Pedro Almodovar… Adı dile getirildiğinde nasıl bir dünyanın
içine çekileceğimize artık aşina olduğumuz bir yönetmen; kendi tarzını oturtalı
üzerinden epeyce zaman geçmiş ve bunun da verdiği özgüvenle belli ki her geçen
film farklı misyonlar üstlenmekten çekinmeyecek bir “yönetmen sineması”yla
karşı karşıyayız bundan böyle.
Bazen darmadağın bir dünyadan çekip çıkardığı hapsedilmiş
kadın özgüveniyle, bazen bir hastane odasının dinginliğinde feryat eden bir
aşkla, bazen avuçlarından akıpgiden bir evladın ardından bakakalan bir annenin
gözleriyle, bazen ötekileşen, yarım bir adamın hayat hikayesiyle tanıdık
Almodovar’ı. Bugün meselenin aslına inmekten çekinmeyeceğini bas bas bağıran
bir adamı an be an soluduk aslında. Bugünse içinde yaşadığımız derilere
yüklediğimiz anlamları yeniden düşünme vaktinin geldiği sinyallerini verdi
“İçinde Yaşadığım Deri”
Geçmişte bir kaza sonucu eşini kaybeden plastik cerrah
Lafargue’ın, (Antonio Banderas) zaten bunalımlı olan kızının bir partide
tecavüze uğraması üzerine hazırladığı akıl almaz bir intikam planını anlatmaya
koyulan film, yönetmenin her filminde olduğu gibi yine beden ve kimlik temaları
etrafında şekilleniyor.
Aslında Douglas Sirk kökenli melodramatik
bir sinema yapan yönetmen, bizim David Cronenberg’ten aşina
olduğumuz bedensel deformasyon öğeleriyle bezediği eserini, Hitchcockyen bir
gerilim diliyle yorumlamaya çalışmış bu sefer.
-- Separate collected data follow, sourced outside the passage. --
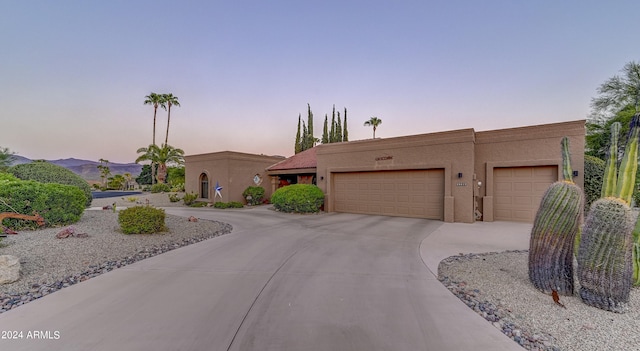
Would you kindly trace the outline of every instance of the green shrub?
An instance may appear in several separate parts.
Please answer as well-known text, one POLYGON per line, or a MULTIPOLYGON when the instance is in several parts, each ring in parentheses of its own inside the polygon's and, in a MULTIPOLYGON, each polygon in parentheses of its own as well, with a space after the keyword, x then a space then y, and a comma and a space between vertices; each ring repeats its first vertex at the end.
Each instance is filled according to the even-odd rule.
MULTIPOLYGON (((38 213, 46 226, 61 226, 80 220, 86 196, 73 185, 20 180, 0 174, 0 212, 38 213)), ((3 225, 14 228, 36 228, 33 221, 5 219, 3 225)))
POLYGON ((603 160, 584 155, 584 208, 586 211, 600 198, 604 168, 603 160))
POLYGON ((248 205, 260 205, 264 197, 264 188, 261 186, 250 186, 244 189, 242 197, 247 200, 248 205), (251 196, 251 198, 248 198, 251 196))
POLYGON ((276 190, 271 203, 282 212, 314 213, 324 204, 324 194, 315 185, 294 184, 276 190))
POLYGON ((151 186, 152 193, 168 193, 171 191, 171 187, 166 183, 156 183, 151 186))
POLYGON ((8 172, 22 180, 35 180, 40 183, 56 183, 78 187, 85 196, 85 207, 91 206, 93 196, 86 180, 72 171, 53 163, 37 161, 15 165, 8 172))
POLYGON ((180 198, 180 196, 178 196, 178 194, 169 194, 169 201, 178 202, 180 200, 182 199, 180 198))
POLYGON ((153 234, 166 230, 163 209, 134 206, 118 213, 120 229, 125 234, 153 234))
POLYGON ((193 204, 197 198, 198 198, 198 194, 188 193, 188 194, 184 194, 184 196, 182 197, 182 201, 184 201, 185 205, 191 206, 191 204, 193 204))
POLYGON ((215 208, 243 208, 244 205, 241 202, 238 201, 231 201, 231 202, 216 202, 215 204, 213 204, 213 207, 215 208))

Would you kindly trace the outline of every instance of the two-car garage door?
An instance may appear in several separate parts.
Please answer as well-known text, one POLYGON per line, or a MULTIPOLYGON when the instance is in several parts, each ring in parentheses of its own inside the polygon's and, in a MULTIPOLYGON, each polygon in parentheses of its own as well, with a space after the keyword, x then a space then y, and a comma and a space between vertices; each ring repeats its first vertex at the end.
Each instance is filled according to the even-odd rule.
POLYGON ((444 217, 444 170, 334 173, 336 212, 444 217))

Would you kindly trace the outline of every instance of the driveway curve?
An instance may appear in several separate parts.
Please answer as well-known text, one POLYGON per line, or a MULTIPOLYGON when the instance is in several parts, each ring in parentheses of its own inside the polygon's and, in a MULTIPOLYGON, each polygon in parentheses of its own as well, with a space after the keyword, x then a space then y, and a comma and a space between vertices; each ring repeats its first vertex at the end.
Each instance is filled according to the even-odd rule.
POLYGON ((1 314, 0 331, 23 336, 0 349, 521 350, 425 266, 420 245, 442 222, 265 207, 167 213, 234 230, 1 314))

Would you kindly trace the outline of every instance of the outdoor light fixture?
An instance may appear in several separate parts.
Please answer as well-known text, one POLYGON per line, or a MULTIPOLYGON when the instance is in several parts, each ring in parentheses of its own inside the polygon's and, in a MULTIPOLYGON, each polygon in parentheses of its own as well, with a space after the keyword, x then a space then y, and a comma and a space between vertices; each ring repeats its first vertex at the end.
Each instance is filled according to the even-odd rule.
POLYGON ((578 176, 578 171, 573 171, 573 176, 577 177, 578 176))
POLYGON ((320 180, 324 180, 324 176, 320 176, 320 180))
POLYGON ((462 173, 458 173, 458 178, 462 178, 462 173))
Georges Franju’nun
1960 tarihli Eyes Without A Face (Les yeux sans visage)
filmini de hayli çağrıştıran İçinde Yaşadığım Deri, burjuva
ahlakını yeren alt metniyle de çok dikkat çekici.
Cinsel dürtüler, meslek etiği ve şiddet üzerine kurulu;
küçük ayrıntılarla zenginleştirilen ama alt metinleriyle kafa yormayacak kadar
duru geçen iki saatlik bir maceranın ardından koltuğunuza çivilenmiş şekilde
Almodovar’a saygı duyacağınız bir film La piel que habito. Thierry Jonquet’in
Mygale isimli romanından uyarlanan film, psikolojik sorunları bulunan kızına
tecavüz eden erkeğin peşine düşen bir plastik cerrahın hikayesini anlatıyor.
Kendi fikrince bir suç işlememiş olan Vicente’in yaptığı bu eylemin cezası,
şiddetin her türlüsünü artık olağan karşıladığımız günümüzde en sapık insanların
bile kanını donduracak cinsten. Aslında bu noktada Vicente’in işlediği suçun
sonucunun bir ceza olup olmadığını sorgulamak gerekiyor zira Almodovar, bir
tecacüz suçunun sonucu olarak suçlunun cinsiyetini değiştirmeyi ve ondan
tamamen yeni bir birey oluşturmayı bir ceza olarak göstermiyor seyirciye. Film,
insan genetiği ile oynamanın suç sayıldığı bir dünyada, tüm gözlerden gizli
olarak mükemmeli yaratmanın ahlaki sonuçlarının yanında etik açıdan doğruluğunu
üstün körü inceliyor. Böyle bir bakış açısında odakta daha çok şiddetin
sonucunun aşka dönüşmesi yer alıyor.